Avant l’annonce de Jean Castex, le 26 août, interdisant les événements regroupant plus de 5 000 personnes dans les régions placées en zone rouge, nous travaillions à la recherche de solutions alternatives, notamment le fait de pouvoir organiser des événements de plus de 5 000 personnes en simultané dès lors qu’elles sont réparties entre différents espaces. Des discussions avec les pouvoirs publics étaient engagées, et si à l’heure où nous parlons le sujet n’est plus d’actualité, cela peut encore changer ! Le contexte est inédit, nous naviguons vraiment à vue.
Au-delà des dispositions réglementaires, la relance repose aussi sur la reprise d’une activité normale du côté des annonceurs, ce qui n’est pas encore le cas… Pour l’heure, on sent beaucoup d’envie de la part de nos clients, mais la quasi-totalité des appels d’offres concernent des événements sur 2021. Il faut dire que la persistance d’un risque sanitaire auquel est venu s’ajouter celui de crise économique ne facilite pas le passage à l’acte ! De plus, il faut comprendre que la situation est encore compliquée dans un grand nombre d’entreprises dont une partie des collaborateurs est encore en télétravail ou en chômage partiel. Le premier challenge est déjà de les faire revenir physiquement dans les bureaux ! Cela étant, le fait qu’ils se posent et qu’ils nous posent beaucoup de questions est encourageant. J’y vois une vraie opportunité pour nous de jouer ce rôle de conseil que nous revendiquons depuis longtemps, sans toujours être entendus. La crise que nous traversons depuis quelques mois, parce qu’elle est sanitaire et économique, re-questionne notre métier, de sa raison d’être au format, en passant par le budget.
Des formats d’événements vont-ils disparaître ?
Certaines typologies d’événements d’agrément vont peut-être disparaître, mais je dirais plutôt que tous les formats vont devoir évoluer pour intégrer les nouvelles contraintes.

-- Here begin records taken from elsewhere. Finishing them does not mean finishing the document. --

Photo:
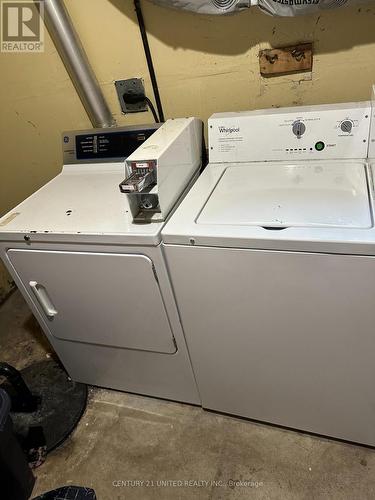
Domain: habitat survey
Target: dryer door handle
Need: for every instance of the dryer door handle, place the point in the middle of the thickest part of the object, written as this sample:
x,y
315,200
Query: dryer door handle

Nous revoyons déjà des road-show, des salons, des conventions…, leur survie n’est pas spécifiquement liée au Covid. De la même manière que les événements d’entreprises étaient sans doute plus sûrs que la voie publique au lendemain des attentats, il est peu probable qu’un salon, une foire ou un congrès devienne un nouveau foyer de contamination (du fait de l’application des mesures du référentiel). C’est tout l’intérêt de faire appel à des professionnels de l’organisation qui, je le rappelle, n’étaient pas à la manœuvre lors des rassemblements religieux par lesquels tout a commencé.
Les instances représentatives du secteur ont édité un référentiel sanitaire, qui propose une batterie de règles a priori indispensables. Ne risque-t-il pas de dénaturer l’événement ou d’en rendre l’organisation trop compliquée pour être rentable ?
Ce référentiel, adossé aux conditions exigées par les pouvoirs publics, est un cadre qui pose des règles applicables dans un contexte en constante évolution. Il ne s’agit pas d’une check-list exhaustive des gestes à effectuer impérativement sur chaque manifestation, mais d’une liste des pratiques à utiliser ou pas en fonction de la situation. À l’heure où nous parlons, certaines d’entre elles ne sont peut-être déjà plus de mise, tout dépend du contexte et du public concerné. C’est exactement ce que nous avons vécu lorsqu’il a fallu intégrer les nouvelles règles de sécurité après les attentats. Avec le temps, certains événements ont pu alléger leur dispositif, d’autres pas, ou moins, sans pour autant remettre en danger leurs participants. Aucun organisateur, aucun donneur d’ordre n’a envie de prendre des risques en réunissant 5 00 personnes.